Er hat getan, was vielerorts alle Tage geschieht.

Heilige sind ganz gewöhnliche Menschen.
Vielleicht liegt genau da der Grund dafür,
dass wir sie gern auf den Sockel heben,
und am Ende bleibt kein Mensch mehr übrig, sondern eine hölzerne Statur,
die das Gewöhnliche des Alltags
an diesem Menschen nicht mehr erahnen lässt.

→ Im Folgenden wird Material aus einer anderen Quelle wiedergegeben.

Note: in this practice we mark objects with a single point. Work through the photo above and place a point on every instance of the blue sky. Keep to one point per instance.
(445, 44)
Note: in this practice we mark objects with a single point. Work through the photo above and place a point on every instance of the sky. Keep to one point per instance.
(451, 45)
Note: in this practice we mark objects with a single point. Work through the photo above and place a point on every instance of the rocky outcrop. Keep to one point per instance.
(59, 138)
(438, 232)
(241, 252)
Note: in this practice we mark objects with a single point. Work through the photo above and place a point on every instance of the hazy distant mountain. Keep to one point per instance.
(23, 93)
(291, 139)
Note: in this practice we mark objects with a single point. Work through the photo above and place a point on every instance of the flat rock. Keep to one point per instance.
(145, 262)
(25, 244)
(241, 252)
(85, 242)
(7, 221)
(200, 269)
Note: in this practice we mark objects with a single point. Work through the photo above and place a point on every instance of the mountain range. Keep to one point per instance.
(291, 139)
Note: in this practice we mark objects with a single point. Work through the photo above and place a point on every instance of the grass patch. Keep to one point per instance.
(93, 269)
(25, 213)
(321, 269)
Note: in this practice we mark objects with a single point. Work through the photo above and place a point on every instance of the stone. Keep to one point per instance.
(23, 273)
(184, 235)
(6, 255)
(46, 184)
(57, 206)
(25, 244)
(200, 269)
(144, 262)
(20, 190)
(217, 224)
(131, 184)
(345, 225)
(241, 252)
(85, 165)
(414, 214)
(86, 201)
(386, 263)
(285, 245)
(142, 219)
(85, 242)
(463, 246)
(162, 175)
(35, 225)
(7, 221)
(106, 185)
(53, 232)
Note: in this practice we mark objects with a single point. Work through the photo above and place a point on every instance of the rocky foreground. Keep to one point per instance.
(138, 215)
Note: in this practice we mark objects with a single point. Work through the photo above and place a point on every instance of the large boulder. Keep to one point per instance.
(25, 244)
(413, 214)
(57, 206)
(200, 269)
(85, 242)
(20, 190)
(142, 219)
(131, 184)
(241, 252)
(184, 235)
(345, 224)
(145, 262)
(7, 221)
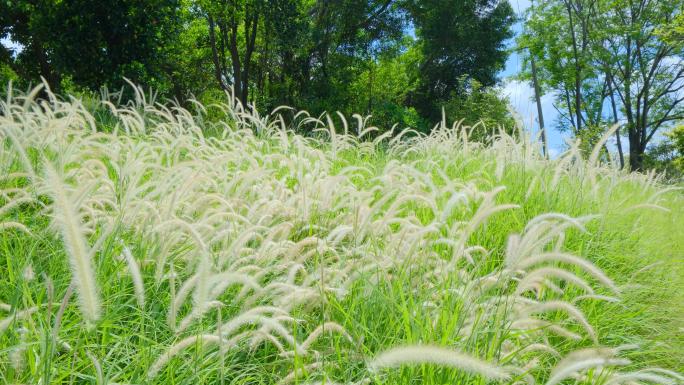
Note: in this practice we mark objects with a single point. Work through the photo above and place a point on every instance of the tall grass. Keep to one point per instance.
(242, 251)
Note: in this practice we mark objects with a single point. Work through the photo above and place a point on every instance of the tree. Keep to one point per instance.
(592, 52)
(461, 40)
(93, 43)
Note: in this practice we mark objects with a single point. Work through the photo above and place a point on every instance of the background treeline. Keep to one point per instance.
(400, 60)
(613, 61)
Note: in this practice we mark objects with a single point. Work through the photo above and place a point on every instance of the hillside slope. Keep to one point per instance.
(138, 248)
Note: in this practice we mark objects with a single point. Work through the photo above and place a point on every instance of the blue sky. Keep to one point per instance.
(521, 94)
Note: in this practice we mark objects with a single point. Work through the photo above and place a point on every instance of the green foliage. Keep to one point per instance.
(484, 109)
(94, 43)
(461, 41)
(610, 61)
(397, 60)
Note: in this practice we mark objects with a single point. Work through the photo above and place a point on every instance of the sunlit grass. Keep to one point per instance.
(166, 248)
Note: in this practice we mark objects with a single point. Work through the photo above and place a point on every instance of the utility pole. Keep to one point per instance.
(540, 115)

„Für einen Kammerdiener gibt es keine Helden.“
wird von einem makedonischen König (Antigones I. Gonatas) überliefert;
ein Wort, das uns vor einer falschen Sicht auf Heiligkeit bewahren kann –
denn heilig und Sünder zu sein sind keine Gegensätze,
sondern gehören zusammen.
Ein herausragendes Beispiel dafür ist der heilige Petrus:
unumstritten groß in seinem Einsatz für das Evangelium,
aber wie klein, voller Angst und versagend in entscheidenden Augenblicken. „Weg mit dir, Satan, Du hast nicht im Sinn, was Gott will,
sondern was die Menschen wollen.“ sagt Jesus ihm.

Was also ist ein Heiliger?
Auf jeden Fall ist er ein Mensch, der sich riskiert, der etwas tut;
und wie das so ist bei jemandem, der nicht untätig herumsitzt:
es kommt nicht nur Gutes dabei heraus,
jeder „Kammerdiener“ würde genügend finden, was in Frage stellt,
was so manchen Sockel ins Wanken bringt.

Allerheiligen ist darum auch ein ganz realistisches Fest:
wir feiern keine Übermenschen, wir feiern unsere sündige Wirklichkeit,
in der trotzdem Heiles und Heilmachendes aufleuchtet;
wir feiern das Leben von Menschen, bei denen wir es schon anwenden:
Weniger auf ihre Schattenseiten zu schauen, als vielmehr auf ihr Licht.
Und darum kann uns dieses Fest einladen,
diese Sichtweise nicht nur auf unsere Toten beschränkt sein zu lassen,
sondern sie auszuweiten auf alle Lebenden:
sieh auf das Licht – nicht auf das Dunkel.